1. Everglades National Park
An easy day trip from Miami, the Everglades provides the perfect excuse to escape from the rat race and reconnect with nature. Here, you will be able to witness alligators' backs breaking the water, anhingas flexing their wings before breaking into a corkscrew dive or the slow, dinosaur flap of a great blue heron gliding over its domain.
The Glades should be approached with the same silence and gentle persuasion it shows its inhabitants. Come by car and canoe, bike, kayak or walk around the park. To understand the way a nutrient-rich patch of water produces a mosquito, that feeds a frog, who becomes lunch for a 'gator, who snaps up a fish that gets speared by an anhinga under these long, low marsh winds, you need to be still. In the quiet spaces, you realize that the Everglades, so often dismissed as a swamp, are more beautiful than all the sin and flash Miami can produce. South Beach changes by the day. The Glades have beautifully endured forever, and if we are very lucky, they will last that much longer.
2. Biscayne National Park
Just to the east of the Everglades is Biscayne National Park, where a portion of the world's third-largest reef sits (along with mangrove forests and the northernmost Florida Keys). Fortunately, this unique 300-sq-mile park is easy to explore independently with a canoe or via a glass-bottom boat tour. Biscayne is unique as far as national parks go: requiring a little extra effort to see the reef and a lot more reward for this work. This is some of the best reef-viewing and snorkelling you will find in the US, outside of Hawaii and nearby Key Largo.
3. Florida Keys
Take one part, rednecks and add snowbirds. Sprinkle with a large number of Cuban immigrants and Eastern European guest workers. Include the gay community (may consist of "sedate partners who just bought art gallery" and "screaming drag queens of the night"). Garnish with Bahamians. Set attitudes at "tolerant" and "eccentric", turn up the eccentric. Finish with rum. Lots of rum. Bake in searing Florida sun and serve on 45 islands scattershot over a 113-mile-long chain, connected by one long road. Throw in the government of the only republic to successfully secede from the US. Yes, those Conch Republic flags say "We Seceded Where Others Failed," and that is the Keys in a conch shell: equal parts tacky, quirky and alluring.

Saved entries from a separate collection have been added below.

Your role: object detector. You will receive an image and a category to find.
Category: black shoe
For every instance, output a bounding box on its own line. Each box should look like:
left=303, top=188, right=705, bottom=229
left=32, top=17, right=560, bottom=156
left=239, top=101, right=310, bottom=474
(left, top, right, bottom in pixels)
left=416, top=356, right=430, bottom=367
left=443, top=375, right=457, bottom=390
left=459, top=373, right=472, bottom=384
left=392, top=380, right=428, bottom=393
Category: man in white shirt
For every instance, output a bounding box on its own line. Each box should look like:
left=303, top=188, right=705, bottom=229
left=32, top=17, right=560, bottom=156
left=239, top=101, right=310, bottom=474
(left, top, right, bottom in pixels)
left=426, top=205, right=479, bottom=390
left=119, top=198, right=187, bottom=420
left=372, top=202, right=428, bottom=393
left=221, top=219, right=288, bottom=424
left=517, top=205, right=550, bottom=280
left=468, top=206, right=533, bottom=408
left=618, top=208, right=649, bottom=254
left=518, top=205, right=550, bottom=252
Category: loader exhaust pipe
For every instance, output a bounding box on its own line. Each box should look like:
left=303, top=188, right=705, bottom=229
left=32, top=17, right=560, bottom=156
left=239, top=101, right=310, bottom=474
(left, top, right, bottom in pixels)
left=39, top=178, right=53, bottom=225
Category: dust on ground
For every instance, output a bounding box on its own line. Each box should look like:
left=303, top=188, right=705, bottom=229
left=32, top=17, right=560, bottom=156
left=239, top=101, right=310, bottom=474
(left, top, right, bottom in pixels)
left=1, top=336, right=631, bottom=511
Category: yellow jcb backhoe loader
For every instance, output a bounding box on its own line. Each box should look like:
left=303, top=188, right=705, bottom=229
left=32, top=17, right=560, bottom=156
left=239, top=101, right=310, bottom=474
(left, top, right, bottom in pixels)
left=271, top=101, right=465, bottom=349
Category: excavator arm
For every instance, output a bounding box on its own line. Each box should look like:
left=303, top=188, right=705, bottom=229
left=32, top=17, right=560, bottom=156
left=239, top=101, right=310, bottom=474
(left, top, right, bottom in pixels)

Hang out here for awhile and you start turning into a "Freshwater Conch" - a permanent transplant - real quick. The Keys are out there; it is three or four hours at a good clip from Key West, at the end of the chain, back to Miami. Come out this far, and you either contract cabin fever or fall in love.
4. Theme Parks in Orlando
In 1971 Walt Disney World opened the gates of Magic Kingdom. Today, it includes 23 hotels, four theme parks (Magic Kingdom, Epcot, Hollywood Studios and Animal Kingdom), almost 100 restaurants, two water parks (Typhoon Lagoon and Blizzard Beach), a sports complex (Disney's Wide World of Sports), and two shopping and nightlife districts (Downtown Disney and Disney's Boardwalk), as well as six golf courses, three miniature golf courses and lagoons with water sports, all connected by a complicated system of free buses, boats and monorails. Just to get from one end of Disney to the other is a $25 cab ride!
In contrast, Universal Orlando is a pedestrian-friendly and intimate complex with two excellent theme parks (Universal Studios and Islands of Adventure), three first-rate resorts, and a carnival-like restaurant and nightlife district (CityWalk) connected by lovely gardened paths or a quiet wooden-boat shuttle.